Temos que examinar a doutrina, e não com orgulho, não pensando que somos suficientemente sábios por nós mesmos, senão orando a Deus, suplicando que Ele Se digne em governar-nos mediante seu Santo Espírito, para que possamos seguir a doutrina que Ele nos tem mostrado. (…) Aquele que está preparado para obedecer a Deus, nem por isso deixará de abrir seus olhos para considerar como distinguir entre o falso e o verdadeiro.[14]

Em outro lugar: “É um inestimável benefício que haja alguns que sejam experimentados em julgar, a fim de que não se permita seja a sã doutrina corrompida pelas formas enganosas de Satanás, ou seja arruinada, de uma forma ou de outra, por futilidades ridículas”.[15]

São Paulo, 02 de junho de 2022.

Rev. Hermisten Maia Pereira da Costa


[1]Juan Calvino, Autoridad y Reverencia que Debemos a la Palabra de Dios: In: Sermones Sobre Job, p. 203.

[2] João Calvino, As Institutas,IV.1.5.

[3] Juan Calvino, Autoridad y Reverencia que Debemos a la Palabra de Dios: In: Sermones Sobre Job, p. 204.

[4] Juan Calvino, Autoridad y Reverencia que Debemos a la Palabra de Dios: In: Sermones Sobre Job, p. 204.

[5] Juan Calvino, Autoridad y Reverencia que Debemos a la Palabra de Dios: In: Sermones Sobre Job, p. 204.

[6]Juan Calvino, Autoridad y Reverencia que Debemos a la Palabra de Dios: In: Sermones Sobre Job, p. 205.

[7]Juan Calvino, Autoridad y Reverencia que Debemos a la Palabra de Dios: In: Sermones Sobre Job, p. 206-207.

[8]João Calvino, Exposição de 1 Coríntios,(1Co 14.29), p. 432.

[9]João Calvino, Exposição de 1 Coríntios,(1Co 2.15), p. 94-95.

[10]João Calvino, Exposição de 1 Coríntios,(1Co 2.15), p. 95.

[11]João Calvino, Exposição de 1 Coríntios, (1Co 14.32), p. 434. Isto se torna mais claro na sequência do seu comentário.

[12]“Concordo que a glória de Deus deve estar, para nós, acima de nossa salvação….” (J. Calvino, As Pastorais,(Tt 1.2), p. 301). “Não busquemos nossos próprios interesses, mas antes aquilo que compraz ao Senhor e contribui para promover sua glória”. (João Calvino, A Verdadeira Vida Cristã, p. 30). “A glória de Deus deve resplandecer sempre e nitidamente em todos os dons com os quais porventura Deus se agrade em abençoar-nos e em adornar-nos. De sorte que podemos considerar-nos ricos e felizes nele, e em nenhuma outra fonte” (João Calvino, O Livro dos Salmos, São Paulo: Paracletos, 1999, v. 2, (Sl 48.3), p. 356).

[13]Juan Calvino, Autoridad y Reverencia que Debemos a la Palabra de Dios: In: Sermones Sobre Job, p. 207.

[14] Juan Calvino, Autoridad y Reverencia que Debemos a la Palabra de Dios: In: Sermones Sobre Job, p. 212.

[15]João Calvino, Exposição de 1 Coríntios,(1Co 14.29), p. 432. “Gostaria que isso fosse levado em conta por aqueles que estão sempre com a língua bem afiada, procurando polemizar em cada questão e sofismar em torno de uma única palavra ou sílaba.

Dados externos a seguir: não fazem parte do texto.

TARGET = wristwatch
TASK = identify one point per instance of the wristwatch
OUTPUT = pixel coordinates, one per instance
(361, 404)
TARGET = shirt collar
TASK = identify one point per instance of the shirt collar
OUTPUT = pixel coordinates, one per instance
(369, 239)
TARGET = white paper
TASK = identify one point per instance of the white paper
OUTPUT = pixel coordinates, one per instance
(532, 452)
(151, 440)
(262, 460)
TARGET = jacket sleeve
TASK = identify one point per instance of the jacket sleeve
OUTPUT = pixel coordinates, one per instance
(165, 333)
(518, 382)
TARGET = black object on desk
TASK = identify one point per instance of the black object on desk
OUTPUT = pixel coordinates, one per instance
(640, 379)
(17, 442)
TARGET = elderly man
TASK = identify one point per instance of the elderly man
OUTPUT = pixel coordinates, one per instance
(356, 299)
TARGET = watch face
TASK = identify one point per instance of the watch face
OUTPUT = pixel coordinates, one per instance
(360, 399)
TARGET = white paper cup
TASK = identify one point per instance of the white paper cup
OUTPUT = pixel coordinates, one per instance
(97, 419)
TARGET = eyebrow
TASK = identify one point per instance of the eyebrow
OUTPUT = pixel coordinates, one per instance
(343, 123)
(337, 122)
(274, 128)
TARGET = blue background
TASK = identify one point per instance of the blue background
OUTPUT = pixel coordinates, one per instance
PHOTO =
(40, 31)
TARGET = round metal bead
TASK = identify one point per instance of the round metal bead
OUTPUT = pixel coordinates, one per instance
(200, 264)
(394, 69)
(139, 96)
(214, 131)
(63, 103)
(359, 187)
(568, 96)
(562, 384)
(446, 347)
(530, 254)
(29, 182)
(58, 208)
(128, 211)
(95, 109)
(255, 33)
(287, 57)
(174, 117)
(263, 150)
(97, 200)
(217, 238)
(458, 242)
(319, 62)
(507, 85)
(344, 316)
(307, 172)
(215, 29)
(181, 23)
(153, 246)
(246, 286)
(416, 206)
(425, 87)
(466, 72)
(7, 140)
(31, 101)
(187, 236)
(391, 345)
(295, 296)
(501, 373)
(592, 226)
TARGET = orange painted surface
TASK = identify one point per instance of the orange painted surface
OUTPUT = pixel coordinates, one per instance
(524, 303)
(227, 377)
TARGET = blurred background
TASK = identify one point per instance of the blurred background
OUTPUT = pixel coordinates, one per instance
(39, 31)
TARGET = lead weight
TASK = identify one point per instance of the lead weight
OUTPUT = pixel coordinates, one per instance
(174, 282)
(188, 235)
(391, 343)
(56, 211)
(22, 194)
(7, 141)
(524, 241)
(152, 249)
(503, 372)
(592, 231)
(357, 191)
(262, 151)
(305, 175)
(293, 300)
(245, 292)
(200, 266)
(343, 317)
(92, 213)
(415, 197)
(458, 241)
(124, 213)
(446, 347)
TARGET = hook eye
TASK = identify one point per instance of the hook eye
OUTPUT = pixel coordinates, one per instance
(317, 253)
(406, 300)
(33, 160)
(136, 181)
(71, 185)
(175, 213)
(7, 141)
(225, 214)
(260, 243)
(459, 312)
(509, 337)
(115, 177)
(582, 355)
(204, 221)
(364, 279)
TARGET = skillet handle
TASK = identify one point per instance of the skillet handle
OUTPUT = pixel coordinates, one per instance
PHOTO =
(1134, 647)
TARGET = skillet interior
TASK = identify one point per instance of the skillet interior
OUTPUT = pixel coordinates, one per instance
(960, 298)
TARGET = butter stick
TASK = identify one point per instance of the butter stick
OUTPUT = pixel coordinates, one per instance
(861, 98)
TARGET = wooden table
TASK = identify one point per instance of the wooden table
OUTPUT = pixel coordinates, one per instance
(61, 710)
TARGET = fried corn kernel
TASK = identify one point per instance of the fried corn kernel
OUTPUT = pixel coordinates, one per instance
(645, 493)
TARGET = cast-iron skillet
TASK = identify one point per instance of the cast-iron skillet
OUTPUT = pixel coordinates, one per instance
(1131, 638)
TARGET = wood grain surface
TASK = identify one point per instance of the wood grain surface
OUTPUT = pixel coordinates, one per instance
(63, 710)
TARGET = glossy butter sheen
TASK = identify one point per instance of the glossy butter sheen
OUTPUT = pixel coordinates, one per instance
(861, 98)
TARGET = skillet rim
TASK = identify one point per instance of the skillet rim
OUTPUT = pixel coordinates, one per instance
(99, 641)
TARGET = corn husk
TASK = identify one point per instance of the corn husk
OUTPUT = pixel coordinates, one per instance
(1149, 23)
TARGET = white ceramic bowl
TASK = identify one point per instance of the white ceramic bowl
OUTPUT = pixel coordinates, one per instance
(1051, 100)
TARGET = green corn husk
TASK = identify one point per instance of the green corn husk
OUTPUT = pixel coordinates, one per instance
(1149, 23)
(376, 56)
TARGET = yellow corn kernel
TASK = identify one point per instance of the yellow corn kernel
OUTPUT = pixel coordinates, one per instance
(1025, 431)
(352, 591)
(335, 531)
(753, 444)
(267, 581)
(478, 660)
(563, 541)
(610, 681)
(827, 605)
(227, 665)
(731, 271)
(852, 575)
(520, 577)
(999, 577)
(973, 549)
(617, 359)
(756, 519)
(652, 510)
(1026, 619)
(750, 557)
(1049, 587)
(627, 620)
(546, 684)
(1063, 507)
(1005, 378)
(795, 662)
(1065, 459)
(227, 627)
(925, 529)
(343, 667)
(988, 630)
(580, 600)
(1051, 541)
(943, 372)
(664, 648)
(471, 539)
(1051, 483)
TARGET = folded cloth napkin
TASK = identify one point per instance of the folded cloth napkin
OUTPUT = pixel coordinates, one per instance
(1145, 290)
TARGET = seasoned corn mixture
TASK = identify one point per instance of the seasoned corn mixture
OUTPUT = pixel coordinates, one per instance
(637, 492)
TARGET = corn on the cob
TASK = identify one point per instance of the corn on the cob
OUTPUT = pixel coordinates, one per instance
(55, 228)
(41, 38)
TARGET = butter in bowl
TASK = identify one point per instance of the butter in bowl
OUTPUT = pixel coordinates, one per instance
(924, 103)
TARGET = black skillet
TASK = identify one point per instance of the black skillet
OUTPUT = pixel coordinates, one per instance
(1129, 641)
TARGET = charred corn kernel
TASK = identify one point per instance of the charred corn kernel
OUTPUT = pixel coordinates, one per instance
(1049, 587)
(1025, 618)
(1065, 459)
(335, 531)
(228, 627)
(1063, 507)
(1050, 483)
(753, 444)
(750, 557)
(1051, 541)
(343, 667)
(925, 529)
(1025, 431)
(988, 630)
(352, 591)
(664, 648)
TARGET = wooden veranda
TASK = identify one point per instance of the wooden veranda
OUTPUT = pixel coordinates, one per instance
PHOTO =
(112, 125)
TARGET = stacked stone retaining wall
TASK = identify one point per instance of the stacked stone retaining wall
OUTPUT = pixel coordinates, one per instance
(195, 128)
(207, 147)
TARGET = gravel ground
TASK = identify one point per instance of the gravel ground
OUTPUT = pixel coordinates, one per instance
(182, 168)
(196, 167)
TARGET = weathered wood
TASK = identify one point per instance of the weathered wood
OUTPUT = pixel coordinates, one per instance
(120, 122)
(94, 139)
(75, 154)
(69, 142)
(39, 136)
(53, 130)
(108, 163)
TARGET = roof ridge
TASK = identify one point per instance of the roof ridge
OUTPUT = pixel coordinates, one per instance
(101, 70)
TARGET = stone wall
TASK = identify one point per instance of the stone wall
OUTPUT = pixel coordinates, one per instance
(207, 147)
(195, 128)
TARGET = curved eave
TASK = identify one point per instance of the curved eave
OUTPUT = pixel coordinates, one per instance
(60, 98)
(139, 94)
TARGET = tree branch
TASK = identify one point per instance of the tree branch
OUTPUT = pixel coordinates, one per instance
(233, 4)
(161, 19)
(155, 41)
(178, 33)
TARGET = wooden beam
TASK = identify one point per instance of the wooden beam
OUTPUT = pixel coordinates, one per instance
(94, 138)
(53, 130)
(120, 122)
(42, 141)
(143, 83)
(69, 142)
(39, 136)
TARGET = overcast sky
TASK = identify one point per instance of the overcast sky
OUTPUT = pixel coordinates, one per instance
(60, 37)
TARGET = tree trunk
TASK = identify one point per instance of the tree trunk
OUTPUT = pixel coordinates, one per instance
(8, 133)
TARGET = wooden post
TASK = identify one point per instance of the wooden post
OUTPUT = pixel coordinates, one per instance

Mas eles são impulsionados pela ambição, a qual, como sei de experiência pessoal com alguns deles, às vezes é uma doença quase fatal. O que o apóstolo diz acerca da subversão daqueles que ouvem é plenamente comprovado pela observação diária. É natural que em meio às contendas percamos nossa apreensão da verdade, e Satanás faz mal uso das controvérsias como pretexto para subverter e destruir nossa fé” (João Calvino, As Pastorais, (2Tm 2.14), p. 233). “Os que teimam contra a verdade procuram em cada sílaba matéria para as suas evasivas!” (João Calvino, As Institutas da Religião Cristã: edição especial com notas para estudo e pesquisa, São Paulo: Cultura Cristã, 2006, v. 3, (III.11), p. 178).